Kenversations™ - Feb 4, 2004

Kenversations™
Page 1 of 2

by Ken Pellman (archives)
February 4, 2004
In light of the Pixar split, Ken argues for Disney looking inward for creativity instead of outward.

Kenversations™
Picking Up the Pieces Post-Pixar

It finally happened.

Pixar split from Disney.

Michael Eisner lost Pixar. Now what?

Is there something to be learned from this?

Some people say that this is more gloom and doom for Disney.

Others stress that Pixar's demands were a losing proposition for Disney, and letting them go was the smart thing.

But what the REALLY smart thing to do is to not rely on outside companies for core creative content in the first place. This means focusing on your own creative staff.

When you rely on other companies to provide your core creative content to you, you are: 1) grooming future competitors; 2) likely letting your own abilities to produce such product diminish.

Consider this doozy from a recent story in the Los Angeles Times:

Analysts with Fitch Ratings said the Burbank-based entertainment giant's inability to find a way to extend its profitable 13-year partnership with Pixar added to the company's financial challenges. It also threatened to worsen the "the creative void" in Disney's animated film business, Fitch wrote.

"This raises questions about whether Disney will have the creative talent to be able to produce box-office hits comparable to Pixar's," said Randy Alvarado, Chicago-based director of Fitch's media group, during an interview.

How bad have things gotten when analysts are questioning The Walt Disney Company's creativity? We're talking The Walt Disney Company. We're talking the organization with the heritage that boasts "Steamboat Willie", The Mickey Mouse Club, The Happiest Place on Earth, Walt Disney World Resort, the Carousel of Progress, Pirates of the Caribbean, Walt and Roy Disney, the Richard & Robert Sherman, Howard Ashman & Alan Menken, and...well, you get the idea.

Through the years, the best source of content for the rest of the company has been Walt Disney Feature Animation. Walt Disney Imagineering is the other major part of the company that generates significant original content.

It is Feature Animation, however, whose products, while vastly underutilized, have still provided material for the highest-selling home videos; content for "direct-to-video" sequels (unfortunately); music to sell; characters to sell as plush dolls, put on merchandise, and walk around at Disney parks; material for parades and live shows at the parks and resorts; and in the distant past, they were even used by Imagineering to create enchanting ride-through attractions at the theme parks.

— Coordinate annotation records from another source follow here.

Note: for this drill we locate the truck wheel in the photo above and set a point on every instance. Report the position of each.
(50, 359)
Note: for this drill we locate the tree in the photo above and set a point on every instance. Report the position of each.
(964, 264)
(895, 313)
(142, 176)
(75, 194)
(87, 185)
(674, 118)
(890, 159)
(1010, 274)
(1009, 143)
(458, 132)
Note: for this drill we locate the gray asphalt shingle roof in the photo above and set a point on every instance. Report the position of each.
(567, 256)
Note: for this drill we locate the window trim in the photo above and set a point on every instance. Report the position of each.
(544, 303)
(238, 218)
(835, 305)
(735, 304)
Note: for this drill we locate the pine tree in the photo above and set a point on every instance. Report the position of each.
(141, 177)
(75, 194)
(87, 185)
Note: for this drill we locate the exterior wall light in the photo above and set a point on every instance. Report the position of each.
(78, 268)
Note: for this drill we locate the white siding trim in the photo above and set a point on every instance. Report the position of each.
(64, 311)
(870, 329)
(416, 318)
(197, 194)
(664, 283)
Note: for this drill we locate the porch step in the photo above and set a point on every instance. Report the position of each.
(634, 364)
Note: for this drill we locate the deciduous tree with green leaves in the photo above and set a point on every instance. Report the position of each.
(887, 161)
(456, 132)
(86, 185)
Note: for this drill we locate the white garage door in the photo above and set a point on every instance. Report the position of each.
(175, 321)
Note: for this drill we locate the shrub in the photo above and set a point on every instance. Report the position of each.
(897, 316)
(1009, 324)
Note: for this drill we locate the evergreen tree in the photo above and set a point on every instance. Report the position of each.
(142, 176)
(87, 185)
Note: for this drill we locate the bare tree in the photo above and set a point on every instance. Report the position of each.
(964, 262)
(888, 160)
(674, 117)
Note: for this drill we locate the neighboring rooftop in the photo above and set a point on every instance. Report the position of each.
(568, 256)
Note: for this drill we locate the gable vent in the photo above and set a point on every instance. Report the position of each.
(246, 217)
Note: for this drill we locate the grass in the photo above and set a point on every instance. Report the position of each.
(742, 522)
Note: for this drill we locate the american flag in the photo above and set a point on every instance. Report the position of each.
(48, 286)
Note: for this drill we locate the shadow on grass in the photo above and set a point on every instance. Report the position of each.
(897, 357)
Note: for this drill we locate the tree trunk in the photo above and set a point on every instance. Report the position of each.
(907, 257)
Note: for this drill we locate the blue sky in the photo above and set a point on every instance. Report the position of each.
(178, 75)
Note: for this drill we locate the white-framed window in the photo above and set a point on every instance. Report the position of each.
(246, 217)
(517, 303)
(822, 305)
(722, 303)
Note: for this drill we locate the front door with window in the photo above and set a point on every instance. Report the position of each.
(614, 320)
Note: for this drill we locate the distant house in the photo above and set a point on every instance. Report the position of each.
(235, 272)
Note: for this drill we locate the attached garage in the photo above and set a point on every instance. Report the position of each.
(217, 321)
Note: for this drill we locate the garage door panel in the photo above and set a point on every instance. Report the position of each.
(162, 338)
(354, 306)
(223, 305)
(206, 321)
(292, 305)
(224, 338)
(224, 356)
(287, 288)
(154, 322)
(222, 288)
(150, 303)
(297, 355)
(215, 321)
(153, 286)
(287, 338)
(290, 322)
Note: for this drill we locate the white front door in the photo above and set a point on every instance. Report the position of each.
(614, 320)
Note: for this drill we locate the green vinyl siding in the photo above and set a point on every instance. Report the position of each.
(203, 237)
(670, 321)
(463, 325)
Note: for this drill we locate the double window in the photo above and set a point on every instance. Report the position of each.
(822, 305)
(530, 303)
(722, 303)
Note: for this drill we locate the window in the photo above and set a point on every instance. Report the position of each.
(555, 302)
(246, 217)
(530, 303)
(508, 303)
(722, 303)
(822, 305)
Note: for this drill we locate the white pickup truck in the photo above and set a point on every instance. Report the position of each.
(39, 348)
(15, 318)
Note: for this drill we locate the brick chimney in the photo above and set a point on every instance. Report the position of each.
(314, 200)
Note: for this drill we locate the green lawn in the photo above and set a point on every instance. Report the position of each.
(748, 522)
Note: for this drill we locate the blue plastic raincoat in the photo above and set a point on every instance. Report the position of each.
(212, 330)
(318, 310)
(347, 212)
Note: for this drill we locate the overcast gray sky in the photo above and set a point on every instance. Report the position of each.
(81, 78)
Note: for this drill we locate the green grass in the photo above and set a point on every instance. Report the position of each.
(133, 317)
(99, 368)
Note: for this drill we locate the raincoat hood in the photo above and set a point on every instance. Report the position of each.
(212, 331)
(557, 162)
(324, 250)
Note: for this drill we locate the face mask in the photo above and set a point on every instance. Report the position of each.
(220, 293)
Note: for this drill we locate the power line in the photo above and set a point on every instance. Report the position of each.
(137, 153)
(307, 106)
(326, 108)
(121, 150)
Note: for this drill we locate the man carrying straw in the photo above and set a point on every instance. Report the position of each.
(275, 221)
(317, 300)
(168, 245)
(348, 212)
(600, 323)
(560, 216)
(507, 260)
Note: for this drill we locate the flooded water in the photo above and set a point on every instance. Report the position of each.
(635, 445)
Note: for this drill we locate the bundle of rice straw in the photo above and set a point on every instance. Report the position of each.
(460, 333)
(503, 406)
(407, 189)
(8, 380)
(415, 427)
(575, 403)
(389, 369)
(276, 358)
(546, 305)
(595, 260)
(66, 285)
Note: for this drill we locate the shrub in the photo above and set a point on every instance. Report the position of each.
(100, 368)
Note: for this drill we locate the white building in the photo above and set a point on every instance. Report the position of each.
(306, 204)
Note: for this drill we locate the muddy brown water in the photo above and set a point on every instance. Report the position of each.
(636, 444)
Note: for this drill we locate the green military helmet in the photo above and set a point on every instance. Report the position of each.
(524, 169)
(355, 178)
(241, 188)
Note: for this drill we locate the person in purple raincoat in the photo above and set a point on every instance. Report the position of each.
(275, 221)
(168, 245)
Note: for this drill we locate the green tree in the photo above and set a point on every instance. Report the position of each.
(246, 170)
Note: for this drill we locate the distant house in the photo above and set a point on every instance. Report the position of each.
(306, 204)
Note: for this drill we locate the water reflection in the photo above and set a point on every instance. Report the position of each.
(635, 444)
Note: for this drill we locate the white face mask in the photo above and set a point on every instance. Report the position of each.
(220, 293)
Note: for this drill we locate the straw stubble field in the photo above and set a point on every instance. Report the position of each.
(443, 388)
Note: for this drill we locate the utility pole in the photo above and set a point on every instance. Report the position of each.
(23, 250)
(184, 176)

Walt Disney Feature Animation has been ravaged in recent years. Kicking Roy Disney out of The Walt Disney Company and his position overseeing Disney Feature Animation, and shuttering the successful operation in Florida were the biggest recent attacks on what make The Walt Disney Company different from scores of other corporations.

Ub Iwerks, Frank Thomas, Ollie Johnston, Ward Kimball, Marc Davis- is this a legacy to abandon? This is where the Disneys first made a name for themselves, where Disney's versions of "Pinocchio", "Cinderella", "Peter Pan", "Sleeping Beauty", "Mary Poppins", "The Jungle Book", "Beauty and the Beast", "The Lion King", "The Hunchback of Notre Dame" came from.

Now, Pixar leaves and people are questioning the Company's creative capacities, because of the trends in the past ten years at Feature Animation and Walt Disney Parks & Resorts/Imagineering.

The Company needs to strengthen its internal creative staff, and yes, it needs to draw from its heritage to do it.

Though times were different when they were around, Walt and Roy Disney still provide a model for success if you adapt their ideals and general method.

Example 1: Specifically, they made a foray into theme parks. Generally, what they were doing is moving into a new medium, and innovating while doing it, bringing Disney content, ideals, standards, and quality along.

Example 2: What did the Disneys do with animation? They brought heart, warmth, imagination, childlike playfulness, affirmation and optimism in the content, and used cutting-edge technology in the methodology. They also built up, organized, trained, refined, and led an in-house staff.

Just as the Disneys branched into new media with television and location-based entertainment, so should today’s Disney Company take the Feature Animation work into the wide-open newer media. Just as Walt Disney ran a tight ship that nurtured a unique, unparalleled creative staff and extracted the best work possible from them, so should today's Company.

A certain amount of work must come from the outside, to be sure. In some cases, the outsiders can do it more efficiently, or they have expertise or technology that Disney can’t get cost-effectively without contracting. These contractors should be used to complete what is being put together by the Company's own people using the Company's own resources- at least when it comes to the core businesses. If you rely on others too much to do your animation, to make your movies, to provide you with backlots and soundstages, to mix your sound, to provide you with animatronics and other special effects, to provide you with your very stories - you will inevitably end up with a product that this just like everyone else's.